To the person willing to die, I know right now, you’re thinking I’m just one of those people who, without knowing, or understanding you or your pain, I’m judging you for being selfish or weak. But no, I’m not. I know you’re in a lot of pain, a hell lot of pain. I know it hurts to have no one by your side to share this pain with, and that’s why you’ve reached this stage in your life.
I know this because I may at some point in time in my life, I too wanted to end my pain, the way you want to end your life. At the time, death did seem like the easier option than living. I wanted to get out of this labyrinth of sufferings. I know the pain is a lot. Those dark thoughts, they stretch hours into days, days into years and years into centuries. I know that this life has consumed you, entirely. To a point where going on is simply just too painful.
Your actions suggest a longing for purity, simplicity and just, normality. I know that you’re suffering the way no one will understand, or worse, even believe. I know you understand darkness, the way no one else can. But tell me one thing, why do you want to hurt the people who love you, the ones who care for you?
You know what it’s like, when someone walks away; it’s the most difficult and painful thing to happen to anyone. When we lost someone we love, we go through varied emotions that seem to rip our soul apart from the inside out. It feels like someone has stolen a part of you. A very important part of you. The pain doesn’t just fade away, it just increases, with time. And when you do decide to finally move on, we end up finding out that there’s an empty space still left behind. The day you end your sufferings, by ending your life, will also be the start of this never-ending, all-consuming pain in the lives of all those who have spent their time loving you in their lives.
It’s hard to explain, to those who don’t know, what it’s like to lose someone you love, to suicide. It’s hard to quantify that kind of loss or describe the unavoidable hole that’s left behind. To express the lingering sadness that transforms itself over time, attached to your ribs, so that it breathes with you, never truly leaving you from the inside.
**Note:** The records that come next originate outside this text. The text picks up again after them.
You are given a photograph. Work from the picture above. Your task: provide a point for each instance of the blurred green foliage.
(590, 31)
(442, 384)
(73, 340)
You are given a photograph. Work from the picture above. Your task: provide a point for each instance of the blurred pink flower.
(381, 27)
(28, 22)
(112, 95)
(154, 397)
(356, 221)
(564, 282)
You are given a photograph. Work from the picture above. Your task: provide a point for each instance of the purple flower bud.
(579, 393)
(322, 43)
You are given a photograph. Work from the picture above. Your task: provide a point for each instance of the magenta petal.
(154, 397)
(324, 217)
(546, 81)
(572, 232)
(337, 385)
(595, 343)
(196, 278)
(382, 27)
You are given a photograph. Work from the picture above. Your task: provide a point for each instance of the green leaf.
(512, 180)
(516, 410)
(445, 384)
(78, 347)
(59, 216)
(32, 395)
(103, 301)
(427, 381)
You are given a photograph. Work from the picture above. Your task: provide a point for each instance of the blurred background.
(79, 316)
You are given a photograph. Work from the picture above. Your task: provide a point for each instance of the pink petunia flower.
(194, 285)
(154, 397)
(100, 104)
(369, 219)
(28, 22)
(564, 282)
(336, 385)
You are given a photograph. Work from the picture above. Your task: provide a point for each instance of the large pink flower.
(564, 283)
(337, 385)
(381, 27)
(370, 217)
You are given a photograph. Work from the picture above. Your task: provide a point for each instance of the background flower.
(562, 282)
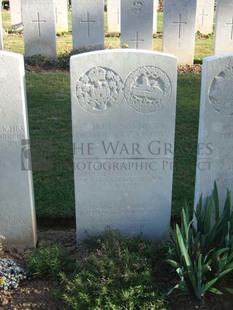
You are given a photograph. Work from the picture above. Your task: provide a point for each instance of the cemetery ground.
(109, 261)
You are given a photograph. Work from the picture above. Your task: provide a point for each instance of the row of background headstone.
(181, 20)
(123, 122)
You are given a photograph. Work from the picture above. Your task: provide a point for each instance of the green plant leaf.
(215, 291)
(230, 290)
(184, 251)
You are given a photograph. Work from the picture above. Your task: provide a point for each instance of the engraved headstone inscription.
(137, 24)
(1, 30)
(114, 16)
(61, 15)
(123, 115)
(16, 15)
(17, 213)
(205, 16)
(179, 29)
(88, 23)
(223, 42)
(215, 154)
(39, 27)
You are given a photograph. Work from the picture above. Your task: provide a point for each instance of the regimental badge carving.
(221, 93)
(99, 90)
(148, 89)
(138, 6)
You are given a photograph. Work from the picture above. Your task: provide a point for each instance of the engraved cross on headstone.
(88, 21)
(231, 24)
(137, 40)
(57, 13)
(38, 21)
(180, 24)
(203, 16)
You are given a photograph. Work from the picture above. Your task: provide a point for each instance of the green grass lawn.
(50, 128)
(14, 42)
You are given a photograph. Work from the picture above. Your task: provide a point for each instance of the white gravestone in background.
(205, 16)
(1, 30)
(223, 42)
(215, 158)
(179, 29)
(88, 23)
(61, 15)
(137, 24)
(155, 20)
(39, 27)
(114, 16)
(17, 213)
(16, 15)
(123, 116)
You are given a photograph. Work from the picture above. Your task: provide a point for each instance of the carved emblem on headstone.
(221, 94)
(148, 89)
(99, 89)
(138, 6)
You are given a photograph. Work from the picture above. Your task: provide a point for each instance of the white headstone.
(113, 13)
(179, 29)
(215, 158)
(123, 115)
(61, 15)
(1, 29)
(205, 16)
(155, 20)
(223, 42)
(16, 15)
(88, 23)
(137, 24)
(39, 27)
(17, 213)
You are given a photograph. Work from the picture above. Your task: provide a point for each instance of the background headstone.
(39, 27)
(88, 23)
(16, 15)
(17, 214)
(179, 29)
(137, 23)
(61, 15)
(155, 20)
(1, 28)
(215, 156)
(114, 16)
(205, 16)
(123, 115)
(223, 42)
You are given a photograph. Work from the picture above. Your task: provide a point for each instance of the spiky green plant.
(201, 248)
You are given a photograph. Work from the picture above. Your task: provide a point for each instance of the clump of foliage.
(202, 247)
(115, 274)
(48, 261)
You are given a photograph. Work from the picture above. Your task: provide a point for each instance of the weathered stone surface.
(39, 27)
(179, 29)
(205, 16)
(215, 156)
(223, 42)
(114, 16)
(17, 213)
(16, 15)
(1, 31)
(61, 15)
(137, 24)
(88, 23)
(123, 115)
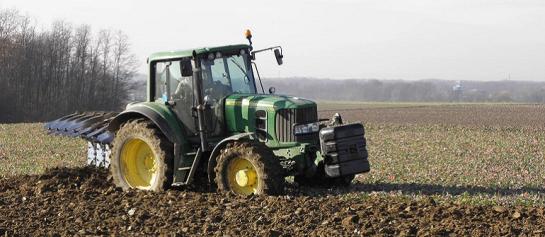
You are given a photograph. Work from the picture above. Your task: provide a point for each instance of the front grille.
(286, 118)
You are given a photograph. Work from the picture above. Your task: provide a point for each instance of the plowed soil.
(81, 201)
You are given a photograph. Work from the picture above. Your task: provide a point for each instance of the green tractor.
(207, 116)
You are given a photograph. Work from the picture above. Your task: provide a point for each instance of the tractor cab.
(220, 71)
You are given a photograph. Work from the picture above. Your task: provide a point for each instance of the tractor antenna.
(248, 35)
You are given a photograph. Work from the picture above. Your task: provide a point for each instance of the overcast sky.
(454, 39)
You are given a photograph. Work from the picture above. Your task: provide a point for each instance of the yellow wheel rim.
(242, 176)
(138, 164)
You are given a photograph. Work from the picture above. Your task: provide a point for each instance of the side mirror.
(278, 56)
(186, 68)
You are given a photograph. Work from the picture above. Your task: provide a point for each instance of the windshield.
(225, 75)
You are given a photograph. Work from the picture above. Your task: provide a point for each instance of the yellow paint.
(242, 176)
(138, 164)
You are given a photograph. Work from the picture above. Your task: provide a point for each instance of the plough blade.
(91, 126)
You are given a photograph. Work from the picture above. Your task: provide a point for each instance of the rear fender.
(167, 122)
(160, 115)
(222, 144)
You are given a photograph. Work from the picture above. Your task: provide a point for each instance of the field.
(437, 169)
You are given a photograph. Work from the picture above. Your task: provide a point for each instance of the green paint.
(240, 112)
(169, 116)
(189, 52)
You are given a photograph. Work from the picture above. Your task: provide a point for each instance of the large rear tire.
(141, 157)
(249, 168)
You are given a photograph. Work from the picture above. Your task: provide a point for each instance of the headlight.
(301, 129)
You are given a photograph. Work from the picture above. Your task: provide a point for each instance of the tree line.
(48, 73)
(411, 91)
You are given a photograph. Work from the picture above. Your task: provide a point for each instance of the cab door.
(174, 84)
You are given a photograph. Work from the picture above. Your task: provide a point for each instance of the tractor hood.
(259, 113)
(267, 102)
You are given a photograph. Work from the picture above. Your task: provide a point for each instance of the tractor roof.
(189, 52)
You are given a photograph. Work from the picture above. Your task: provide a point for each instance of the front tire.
(141, 157)
(249, 168)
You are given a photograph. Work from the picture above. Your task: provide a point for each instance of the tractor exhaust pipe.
(200, 107)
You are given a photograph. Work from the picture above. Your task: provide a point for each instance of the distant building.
(457, 91)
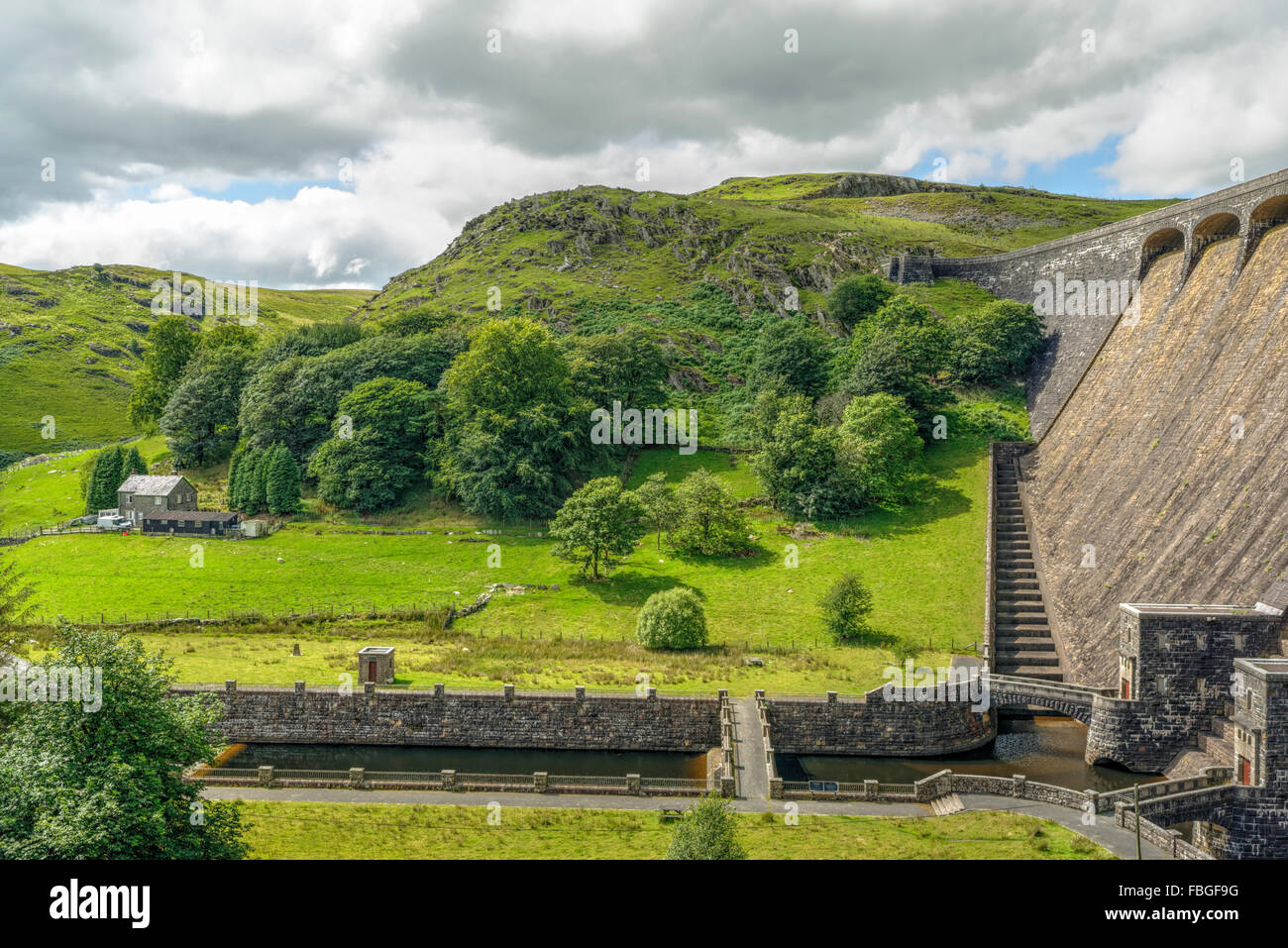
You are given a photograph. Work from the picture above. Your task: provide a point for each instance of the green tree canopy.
(170, 344)
(106, 474)
(377, 447)
(901, 351)
(800, 462)
(995, 343)
(707, 831)
(516, 438)
(107, 784)
(673, 620)
(281, 480)
(709, 520)
(200, 420)
(597, 523)
(881, 443)
(657, 502)
(626, 366)
(846, 607)
(857, 298)
(795, 355)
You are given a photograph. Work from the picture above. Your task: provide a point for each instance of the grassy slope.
(923, 565)
(748, 235)
(51, 492)
(48, 321)
(408, 831)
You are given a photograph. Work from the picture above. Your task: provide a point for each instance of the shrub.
(846, 607)
(708, 831)
(880, 438)
(708, 518)
(794, 353)
(673, 618)
(995, 343)
(857, 298)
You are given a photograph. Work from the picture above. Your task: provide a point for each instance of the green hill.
(72, 339)
(752, 236)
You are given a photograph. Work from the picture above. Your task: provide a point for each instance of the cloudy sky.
(339, 143)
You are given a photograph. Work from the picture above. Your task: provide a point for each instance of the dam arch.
(1215, 227)
(1270, 213)
(1162, 241)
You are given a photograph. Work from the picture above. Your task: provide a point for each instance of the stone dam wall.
(465, 719)
(1163, 479)
(1113, 253)
(872, 725)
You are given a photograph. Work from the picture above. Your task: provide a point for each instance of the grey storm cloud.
(116, 99)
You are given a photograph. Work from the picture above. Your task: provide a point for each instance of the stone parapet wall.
(452, 719)
(872, 725)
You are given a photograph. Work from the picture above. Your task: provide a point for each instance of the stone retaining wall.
(452, 719)
(872, 725)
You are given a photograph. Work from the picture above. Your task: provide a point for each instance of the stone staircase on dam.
(1021, 633)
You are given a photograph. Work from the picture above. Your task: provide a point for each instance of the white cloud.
(170, 101)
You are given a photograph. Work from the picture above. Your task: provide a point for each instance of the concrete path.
(1112, 837)
(1117, 840)
(752, 773)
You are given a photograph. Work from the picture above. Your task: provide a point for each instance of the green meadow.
(923, 565)
(412, 831)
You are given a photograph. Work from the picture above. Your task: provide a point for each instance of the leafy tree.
(356, 473)
(200, 420)
(673, 618)
(707, 831)
(133, 463)
(515, 437)
(626, 366)
(709, 520)
(596, 523)
(170, 346)
(795, 355)
(846, 607)
(107, 784)
(901, 351)
(104, 478)
(857, 298)
(282, 481)
(802, 463)
(312, 339)
(296, 401)
(369, 468)
(658, 504)
(996, 343)
(254, 479)
(883, 446)
(239, 473)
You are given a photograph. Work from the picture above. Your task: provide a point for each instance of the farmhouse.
(189, 522)
(151, 494)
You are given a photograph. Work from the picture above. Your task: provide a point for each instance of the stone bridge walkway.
(752, 773)
(1117, 840)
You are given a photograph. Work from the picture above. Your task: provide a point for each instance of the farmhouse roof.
(175, 515)
(151, 484)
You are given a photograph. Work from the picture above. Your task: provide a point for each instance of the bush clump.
(674, 620)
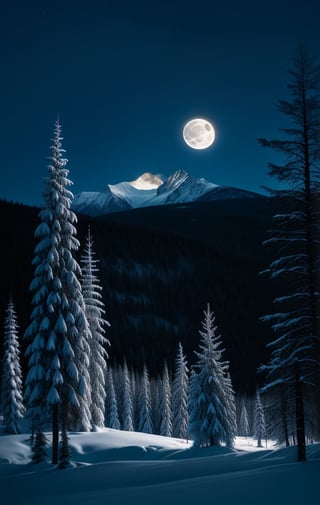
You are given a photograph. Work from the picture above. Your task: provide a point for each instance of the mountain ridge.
(149, 190)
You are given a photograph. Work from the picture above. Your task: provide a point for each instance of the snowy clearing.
(120, 468)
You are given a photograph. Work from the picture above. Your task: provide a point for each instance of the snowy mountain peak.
(146, 181)
(149, 190)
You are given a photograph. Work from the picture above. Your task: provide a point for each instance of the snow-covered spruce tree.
(111, 410)
(259, 427)
(243, 428)
(57, 337)
(126, 401)
(212, 411)
(296, 346)
(94, 309)
(12, 406)
(165, 404)
(145, 424)
(180, 391)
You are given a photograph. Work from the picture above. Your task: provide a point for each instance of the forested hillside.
(159, 267)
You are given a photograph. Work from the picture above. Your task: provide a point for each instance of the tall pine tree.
(180, 391)
(11, 385)
(94, 309)
(212, 408)
(58, 336)
(296, 346)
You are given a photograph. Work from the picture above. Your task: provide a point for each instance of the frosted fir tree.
(243, 428)
(11, 384)
(165, 404)
(57, 337)
(259, 427)
(95, 311)
(180, 391)
(294, 363)
(127, 404)
(212, 411)
(145, 424)
(111, 410)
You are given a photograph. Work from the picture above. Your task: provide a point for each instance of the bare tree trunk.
(300, 427)
(55, 435)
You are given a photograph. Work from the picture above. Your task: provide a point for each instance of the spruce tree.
(11, 385)
(180, 390)
(94, 309)
(58, 335)
(145, 424)
(296, 345)
(111, 410)
(259, 427)
(127, 405)
(212, 411)
(165, 404)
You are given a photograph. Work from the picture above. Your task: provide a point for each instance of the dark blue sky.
(124, 77)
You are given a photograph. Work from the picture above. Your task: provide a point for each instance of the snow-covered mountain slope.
(127, 468)
(149, 190)
(93, 203)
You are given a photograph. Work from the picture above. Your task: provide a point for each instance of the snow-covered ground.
(124, 468)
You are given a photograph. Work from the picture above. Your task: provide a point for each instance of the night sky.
(124, 77)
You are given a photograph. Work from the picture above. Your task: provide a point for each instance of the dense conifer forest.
(159, 267)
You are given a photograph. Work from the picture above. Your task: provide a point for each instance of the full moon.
(199, 133)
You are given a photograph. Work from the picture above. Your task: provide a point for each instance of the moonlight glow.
(199, 133)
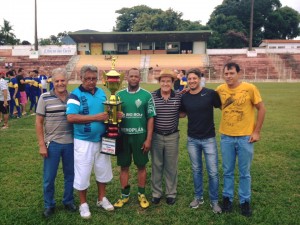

The ones who get left behind, they feel guilty. They blame themselves for what happened. In the beginning, they try to rationalize, endlessly. Wondering, if there was something they could have done differently. They understand, that in the end, it’s your decision, but there will never be a day that doesn’t pass by, when they won’t pause their lives, just for a second and wonder, Could I have done something to stop this? Was there something I could have said, to save you?
Some people will call you a coward, some will say you’re weak or even selfish. Your loved ones will hear this, after a while, they won’t have anything else to say, but the broken pieces inside of them will continue to break, piece by piece. Some may even choose to become defensive, angry or even violent. While others, they’ll stop defending. You have some friends who will fight for you, a part of them will use the rage they probably have saved for you, onto others, but they won’t let anyone else say anything else about you.
The guilt is palpable. It attaches itself to your spine and pushes you, ever so slightly, towards the ground; you want something to hold on to. They will always keep thinking how things got so different if there was anything that could have kept you here, right now. Anything, so that you’d still be here.
Nothing is worse than losing someone you love to suicide, because you are left with nothing but regrets, of not being able to love you enough to stop you from ending your life. No matter how much they try to rationalize it, in the end, you’re not there. You’ve gone. Why or how you left this earth, doesn’t make your absence less painful.
The person who commits suicide dies only once. Those left behind, die with every single thought of you that comes to them; some unexpectedly, some as they sit and wonder how it’d be if you were sitting with them this very moment.